Transcribe and Email Your Voicemails with OpenAI, Node.js, Twilio, and SendGrid

Time to read:

February 21, 2024

Written by

Phil Nash

Twilion

Reviewed by

Dhruv Patel

Twilion

Transcribe and email your voicemails with OpenAI, Node.js, Twilio and SendGrid

It's always a shame when you miss a call, luckily Twilio Programmable Voice allows you to build your own voicemail to record calls and handle the recordings in code.
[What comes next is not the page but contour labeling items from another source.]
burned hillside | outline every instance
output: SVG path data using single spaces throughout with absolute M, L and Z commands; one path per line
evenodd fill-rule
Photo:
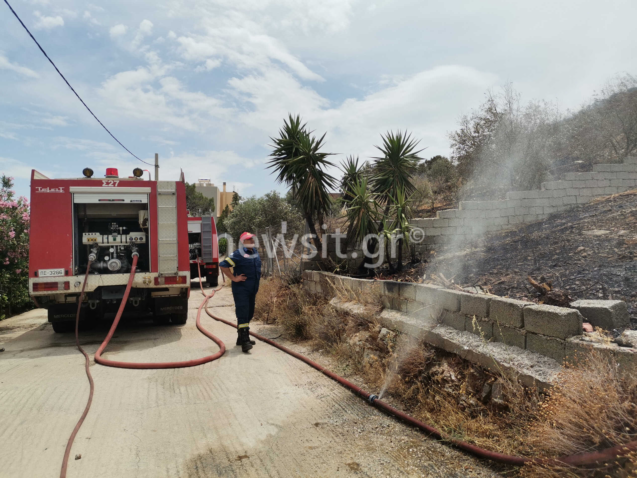
M 567 299 L 624 300 L 634 328 L 636 244 L 637 194 L 624 194 L 488 235 L 464 250 L 439 247 L 403 274 L 408 280 L 441 274 L 464 287 L 544 301 L 530 277 Z

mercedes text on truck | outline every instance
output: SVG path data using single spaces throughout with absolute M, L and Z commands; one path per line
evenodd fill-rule
M 89 256 L 80 322 L 112 319 L 124 296 L 132 257 L 137 270 L 124 316 L 185 323 L 190 292 L 185 189 L 180 181 L 83 177 L 50 179 L 31 172 L 29 287 L 56 332 L 75 327 Z

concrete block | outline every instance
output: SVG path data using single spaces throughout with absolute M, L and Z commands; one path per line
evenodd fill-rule
M 394 310 L 399 310 L 401 312 L 406 312 L 407 302 L 408 301 L 404 299 L 401 299 L 399 297 L 392 297 L 392 308 Z
M 467 315 L 489 317 L 491 298 L 483 294 L 462 294 L 460 298 L 460 312 Z
M 399 282 L 398 286 L 399 295 L 401 299 L 407 300 L 416 300 L 416 288 L 418 284 L 413 282 Z
M 526 332 L 515 327 L 494 323 L 493 340 L 508 345 L 515 345 L 523 349 L 526 348 Z
M 566 340 L 566 357 L 569 362 L 576 359 L 578 362 L 585 359 L 591 352 L 611 360 L 621 368 L 637 372 L 637 350 L 620 347 L 617 344 L 600 344 L 589 342 L 588 337 L 571 337 Z
M 440 314 L 440 321 L 445 325 L 452 327 L 456 330 L 464 330 L 465 318 L 462 314 L 443 310 Z
M 562 198 L 564 204 L 576 204 L 577 198 L 575 196 L 567 196 Z
M 550 357 L 561 363 L 566 356 L 566 342 L 555 337 L 527 332 L 526 349 Z
M 460 312 L 460 298 L 463 295 L 469 294 L 468 293 L 460 292 L 459 291 L 440 289 L 436 293 L 438 307 L 452 312 Z
M 524 327 L 524 307 L 533 305 L 533 302 L 515 299 L 494 298 L 489 305 L 489 318 L 494 322 L 521 329 Z
M 612 171 L 614 164 L 593 164 L 593 171 Z
M 524 308 L 524 328 L 529 332 L 559 338 L 582 333 L 582 315 L 574 308 L 545 304 L 529 305 Z
M 399 289 L 400 287 L 400 282 L 397 282 L 395 280 L 383 280 L 383 294 L 387 296 L 396 296 L 399 295 Z
M 433 284 L 416 284 L 416 300 L 426 305 L 438 302 L 438 291 L 443 290 L 440 286 Z
M 473 201 L 462 201 L 459 203 L 459 207 L 462 210 L 471 210 L 477 209 L 478 206 Z M 456 216 L 459 217 L 459 216 Z
M 383 308 L 391 308 L 393 306 L 390 296 L 380 296 L 380 303 L 383 305 Z
M 623 300 L 576 300 L 571 307 L 576 308 L 587 322 L 594 327 L 612 330 L 630 324 L 628 309 Z
M 489 321 L 480 320 L 477 317 L 474 321 L 473 315 L 465 316 L 464 330 L 482 337 L 485 340 L 490 340 L 493 338 L 493 322 Z
M 457 210 L 456 209 L 447 209 L 444 211 L 438 211 L 436 214 L 436 216 L 443 219 L 455 218 L 456 217 L 455 213 Z

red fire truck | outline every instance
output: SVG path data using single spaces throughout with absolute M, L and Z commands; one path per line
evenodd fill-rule
M 83 174 L 50 179 L 31 172 L 29 287 L 54 330 L 75 327 L 90 254 L 96 259 L 80 321 L 90 326 L 113 316 L 134 252 L 139 258 L 124 314 L 185 323 L 190 263 L 183 173 L 179 181 L 145 180 L 138 168 L 129 177 L 113 168 L 103 178 L 89 168 Z
M 219 249 L 214 216 L 194 217 L 188 214 L 188 247 L 190 256 L 190 277 L 199 276 L 211 287 L 219 284 Z

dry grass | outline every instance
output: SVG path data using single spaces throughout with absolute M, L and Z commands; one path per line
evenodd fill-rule
M 370 391 L 383 387 L 407 411 L 450 436 L 512 454 L 557 457 L 637 439 L 637 381 L 608 358 L 569 365 L 559 386 L 541 395 L 497 371 L 382 330 L 373 316 L 336 314 L 327 301 L 277 280 L 263 281 L 256 315 L 292 338 L 313 341 L 362 375 Z M 348 295 L 344 293 L 344 296 Z M 501 391 L 483 401 L 486 386 Z M 637 477 L 637 454 L 594 469 L 526 467 L 544 477 Z

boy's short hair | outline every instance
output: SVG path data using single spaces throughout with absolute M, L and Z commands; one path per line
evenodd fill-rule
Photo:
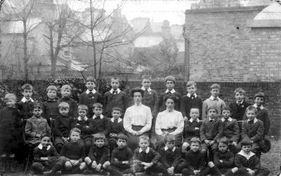
M 117 80 L 119 83 L 120 83 L 120 80 L 118 78 L 114 77 L 114 78 L 111 78 L 111 81 L 112 80 Z
M 140 93 L 141 96 L 143 97 L 143 95 L 145 95 L 145 90 L 143 90 L 143 89 L 141 89 L 139 87 L 136 87 L 136 88 L 132 88 L 132 90 L 131 90 L 131 93 L 130 93 L 130 95 L 133 97 L 133 94 L 135 93 Z
M 255 94 L 254 100 L 255 100 L 256 97 L 263 97 L 263 100 L 264 100 L 264 97 L 266 97 L 266 95 L 264 95 L 263 93 L 262 93 L 262 92 L 259 92 L 259 93 L 257 93 Z
M 235 94 L 236 94 L 237 93 L 243 93 L 244 95 L 246 95 L 246 91 L 244 89 L 242 89 L 242 88 L 237 88 L 235 89 L 235 90 L 234 90 Z
M 252 146 L 253 145 L 253 142 L 249 140 L 249 139 L 243 139 L 241 141 L 241 147 L 242 147 L 243 146 L 247 146 L 247 145 L 249 145 L 249 146 Z
M 68 102 L 61 102 L 58 104 L 58 109 L 68 108 L 70 109 L 70 104 Z
M 140 141 L 140 140 L 148 140 L 148 142 L 150 141 L 150 139 L 149 138 L 149 137 L 145 135 L 143 135 L 138 137 L 138 141 Z
M 51 85 L 48 86 L 46 89 L 47 93 L 48 92 L 48 90 L 55 90 L 55 92 L 58 92 L 58 88 L 55 86 Z
M 50 139 L 51 139 L 51 135 L 49 135 L 49 134 L 48 134 L 48 133 L 43 133 L 42 135 L 41 135 L 41 136 L 40 136 L 40 140 L 41 140 L 42 139 L 43 139 L 43 137 L 49 137 Z
M 61 88 L 61 90 L 65 89 L 70 90 L 71 91 L 71 87 L 70 85 L 67 84 L 63 85 L 63 87 Z
M 208 108 L 207 109 L 207 112 L 209 112 L 209 111 L 210 110 L 210 109 L 215 109 L 216 110 L 216 113 L 218 113 L 218 109 L 216 107 L 214 107 L 214 106 L 209 106 L 209 107 L 208 107 Z
M 176 137 L 174 135 L 171 135 L 171 134 L 167 134 L 164 135 L 164 141 L 165 142 L 165 144 L 168 142 L 174 142 L 176 141 Z
M 121 114 L 122 113 L 122 109 L 119 107 L 114 107 L 111 112 L 112 112 L 113 111 L 119 111 Z
M 178 97 L 173 94 L 169 94 L 164 97 L 164 102 L 166 102 L 168 99 L 171 99 L 174 100 L 174 102 L 176 102 L 176 101 L 178 100 Z
M 78 105 L 78 111 L 79 110 L 85 110 L 85 111 L 88 111 L 89 108 L 85 104 L 79 104 L 79 105 Z
M 217 89 L 220 90 L 221 89 L 221 86 L 217 83 L 213 83 L 210 86 L 210 90 L 212 90 L 214 88 L 217 88 Z
M 232 113 L 231 109 L 230 109 L 229 107 L 223 106 L 223 109 L 221 109 L 221 113 L 223 113 L 223 110 L 225 110 L 225 111 L 230 111 L 230 113 Z
M 103 140 L 103 141 L 105 141 L 105 135 L 103 133 L 97 133 L 94 135 L 93 141 L 96 142 L 99 140 Z
M 254 107 L 253 105 L 251 105 L 246 108 L 245 113 L 247 113 L 247 111 L 254 111 L 255 113 L 256 114 L 256 112 L 258 111 L 258 109 L 256 109 L 256 108 L 255 107 Z
M 220 142 L 228 146 L 229 140 L 226 137 L 223 136 L 218 139 L 218 144 Z
M 149 79 L 151 81 L 152 78 L 149 75 L 143 75 L 143 76 L 141 76 L 141 81 L 143 81 L 143 79 Z
M 14 101 L 17 101 L 17 96 L 15 96 L 15 94 L 13 93 L 7 93 L 6 94 L 5 97 L 4 97 L 4 100 L 13 100 Z
M 87 82 L 94 82 L 96 83 L 96 80 L 93 76 L 88 76 L 87 79 L 86 79 L 86 83 Z
M 99 102 L 96 102 L 93 104 L 93 109 L 95 109 L 95 108 L 101 108 L 103 109 L 103 106 Z
M 165 83 L 166 83 L 166 81 L 173 81 L 174 83 L 176 83 L 176 79 L 175 77 L 174 77 L 173 76 L 168 76 L 165 78 Z
M 128 136 L 125 135 L 124 134 L 119 134 L 117 135 L 117 140 L 120 139 L 122 140 L 125 140 L 126 142 L 128 142 Z
M 70 133 L 70 135 L 71 135 L 71 133 L 72 133 L 72 132 L 77 132 L 77 133 L 81 134 L 81 130 L 78 128 L 73 128 L 72 129 L 71 129 Z
M 195 81 L 190 81 L 186 83 L 186 87 L 190 87 L 191 86 L 194 85 L 196 88 L 196 83 Z
M 199 139 L 199 137 L 193 137 L 192 138 L 191 138 L 191 140 L 190 140 L 190 144 L 191 144 L 192 142 L 193 142 L 193 143 L 198 143 L 198 144 L 199 144 L 199 146 L 201 146 L 201 141 L 200 141 L 200 139 Z
M 31 86 L 29 83 L 25 83 L 24 85 L 22 85 L 22 90 L 23 91 L 25 89 L 26 90 L 33 90 L 33 87 L 32 86 Z

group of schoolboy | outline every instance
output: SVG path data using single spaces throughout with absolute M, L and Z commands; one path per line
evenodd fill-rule
M 60 175 L 63 170 L 84 174 L 109 172 L 112 175 L 143 172 L 164 175 L 268 175 L 260 163 L 270 126 L 263 93 L 255 95 L 255 104 L 251 105 L 244 100 L 245 91 L 236 88 L 236 101 L 228 107 L 218 97 L 218 84 L 211 86 L 211 97 L 202 102 L 195 93 L 195 82 L 187 83 L 188 94 L 181 97 L 174 89 L 175 83 L 173 76 L 166 77 L 167 89 L 157 97 L 150 88 L 151 79 L 144 76 L 142 103 L 156 119 L 166 109 L 166 95 L 178 97 L 175 109 L 181 111 L 185 120 L 182 145 L 176 147 L 175 137 L 168 134 L 165 146 L 155 151 L 150 137 L 141 135 L 134 151 L 127 147 L 122 119 L 129 99 L 119 90 L 118 79 L 111 79 L 112 89 L 103 97 L 95 90 L 96 80 L 87 78 L 87 90 L 81 94 L 78 107 L 70 97 L 68 85 L 61 88 L 62 98 L 58 100 L 57 88 L 48 86 L 48 100 L 41 104 L 32 99 L 32 86 L 25 84 L 21 101 L 16 103 L 15 95 L 8 93 L 4 97 L 6 107 L 0 110 L 1 171 L 13 170 L 18 119 L 27 119 L 26 140 L 34 147 L 31 174 Z M 237 121 L 242 121 L 238 126 Z

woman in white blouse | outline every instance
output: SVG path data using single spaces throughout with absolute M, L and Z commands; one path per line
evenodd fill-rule
M 145 92 L 140 88 L 133 88 L 131 96 L 134 105 L 127 108 L 124 116 L 124 128 L 128 132 L 128 147 L 134 150 L 138 147 L 138 137 L 149 135 L 152 116 L 150 108 L 141 104 Z
M 174 95 L 168 95 L 164 97 L 166 109 L 158 114 L 155 123 L 155 133 L 159 144 L 157 148 L 163 147 L 164 136 L 166 134 L 175 136 L 176 146 L 181 145 L 184 121 L 181 113 L 174 109 L 176 98 Z

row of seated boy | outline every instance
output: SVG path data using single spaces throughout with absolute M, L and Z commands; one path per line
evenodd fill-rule
M 268 175 L 269 171 L 261 168 L 260 161 L 251 151 L 252 142 L 243 140 L 242 150 L 234 157 L 228 150 L 228 140 L 226 137 L 218 139 L 218 151 L 214 161 L 206 163 L 200 151 L 201 140 L 190 140 L 190 150 L 182 158 L 181 149 L 175 146 L 175 137 L 166 135 L 165 146 L 159 152 L 150 147 L 150 137 L 139 137 L 139 147 L 133 151 L 127 147 L 128 137 L 120 134 L 117 137 L 117 147 L 112 151 L 111 158 L 109 149 L 105 146 L 105 136 L 95 135 L 95 145 L 86 154 L 83 143 L 79 142 L 81 130 L 73 128 L 70 140 L 58 154 L 51 143 L 51 136 L 43 134 L 40 144 L 34 149 L 34 163 L 30 174 L 60 175 L 62 170 L 68 173 L 105 174 L 123 175 L 145 172 L 159 172 L 164 175 L 181 173 L 183 175 Z

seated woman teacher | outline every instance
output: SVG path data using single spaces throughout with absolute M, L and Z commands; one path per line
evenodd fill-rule
M 168 95 L 164 97 L 166 109 L 158 114 L 155 123 L 155 133 L 158 142 L 157 149 L 164 146 L 164 136 L 166 134 L 174 135 L 176 146 L 181 146 L 184 121 L 181 113 L 174 109 L 176 98 L 174 95 Z
M 128 132 L 128 147 L 133 151 L 138 146 L 138 137 L 142 135 L 149 135 L 152 116 L 149 107 L 141 104 L 145 91 L 140 88 L 133 88 L 131 96 L 134 105 L 127 108 L 124 115 L 124 128 Z

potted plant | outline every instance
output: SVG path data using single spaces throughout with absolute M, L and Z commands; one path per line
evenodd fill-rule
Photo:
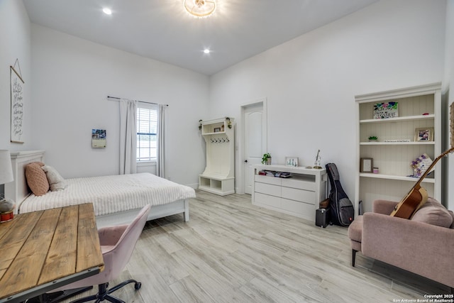
M 371 136 L 370 137 L 369 137 L 370 142 L 373 142 L 377 141 L 378 141 L 378 137 L 377 136 Z
M 271 164 L 271 155 L 269 153 L 264 153 L 262 157 L 262 164 Z

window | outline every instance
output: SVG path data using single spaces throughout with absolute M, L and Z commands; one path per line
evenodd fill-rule
M 157 105 L 137 106 L 137 162 L 155 161 L 157 146 Z

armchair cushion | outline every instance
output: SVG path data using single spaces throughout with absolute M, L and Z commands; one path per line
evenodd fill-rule
M 453 224 L 453 216 L 440 202 L 429 197 L 424 205 L 415 213 L 411 221 L 450 228 Z
M 365 213 L 364 255 L 454 287 L 454 231 L 402 218 Z

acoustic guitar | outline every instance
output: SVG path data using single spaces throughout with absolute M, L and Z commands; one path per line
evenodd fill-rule
M 406 196 L 405 196 L 404 199 L 402 199 L 402 201 L 396 205 L 394 210 L 391 213 L 391 216 L 404 219 L 411 219 L 414 213 L 416 212 L 421 206 L 424 205 L 424 203 L 427 201 L 428 195 L 427 194 L 426 189 L 424 189 L 424 187 L 421 187 L 421 182 L 424 180 L 426 176 L 431 172 L 431 170 L 433 168 L 437 162 L 453 150 L 454 150 L 454 148 L 450 148 L 433 160 L 432 164 L 431 164 L 431 166 L 429 166 L 427 170 L 426 170 L 423 175 L 421 176 L 410 192 L 406 194 Z

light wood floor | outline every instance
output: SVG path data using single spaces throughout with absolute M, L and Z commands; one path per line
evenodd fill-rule
M 138 303 L 393 302 L 449 292 L 359 253 L 351 267 L 346 228 L 253 206 L 248 194 L 196 196 L 189 222 L 175 215 L 147 223 L 110 285 L 133 278 L 142 288 L 114 295 Z

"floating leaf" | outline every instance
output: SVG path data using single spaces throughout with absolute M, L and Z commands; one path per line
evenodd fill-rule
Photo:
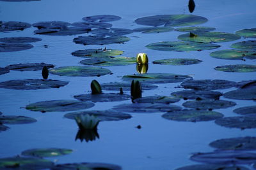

In this blog post, you'll learn how to build a simple voicemail, transcribe the recordings with OpenAI's speech to text service (built on their open-source Whisper model), and then email the results to yourself using SendGrid.

Why OpenAI?

We've seen ways to transcribe voicemails on this blog before, so why pick OpenAI to do it? The Whisper model has some advantages over the built-in transcription . It can work with files up to 25MB in size, which will be longer than the 120 seconds available with the built-in, and it can transcribe in 57 different languages. It's also capable of translating from any of the supported languages into English and returning more information about the text, including timestamps.

What you will need

To build the application you will need:

A Twilio account (if you don't have one yet, sign up for a free Twilio account here)
A Twilio phone number that can receive voice calls
A free SendGrid account with a verified sender (either a Single Sender Verification or Domain Authentication) and an API key with permission to send email
Node.js installed (I'll be using the latest LTS release as of writing, version 20.11.0)
ngrok so that you can respond to webhooks in your local development environment (you'll need a free ngrok account)
An OpenAI API key on a premium plan or with available credits

When you have all of that, you're ready to start building.

Let's get building

To receive an incoming call and respond with our voicemail service, you will need a web application that can respond to incoming webhooks. We're going to build that using Node.js and Express. We'll use the Twilio Node.js module to help build responses to these incoming requests, the OpenAI Node module to send the recording data to the OpenAI API, and the SendGrid mail module to send emails with the transcription.

We'll start by building the base of the Node.js application.

Starting the Node.js app

Open up your terminal and create a new directory, then initialise a new Node.js application.

mkdir twilio-voicemail-openai
cd twilio-voicemail-openai
npm init –yes

Next, install the dependencies we're going to need:

npm install express twilio @sendgrid/mail openai

Create the files we'll need for the application:

touch index.js config.js .env

The .env file is where you will store your credentials that will be loaded into the environment. Gather your credentials for Twilio, SendGrid and OpenAI and open the .env file in your favourite editor. Fill in your credentials like this:

TWILIO_ACCOUNT_SID="YOUR_TWILIO_ACCOUNT_SID"
TWILIO_AUTH_TOKEN="YOUR_TWILIO_AUTH_TOKEN"
OPENAI_API_KEY="YOUR_OPENAI_KEY"
SENDGRID_API_KEY="YOUR_SENDGRID_API_KEY"

You will also need to add 2 email addresses to this file, one that is verified with SendGrid to send from, and one where you want to receive your voicemail transcription emails.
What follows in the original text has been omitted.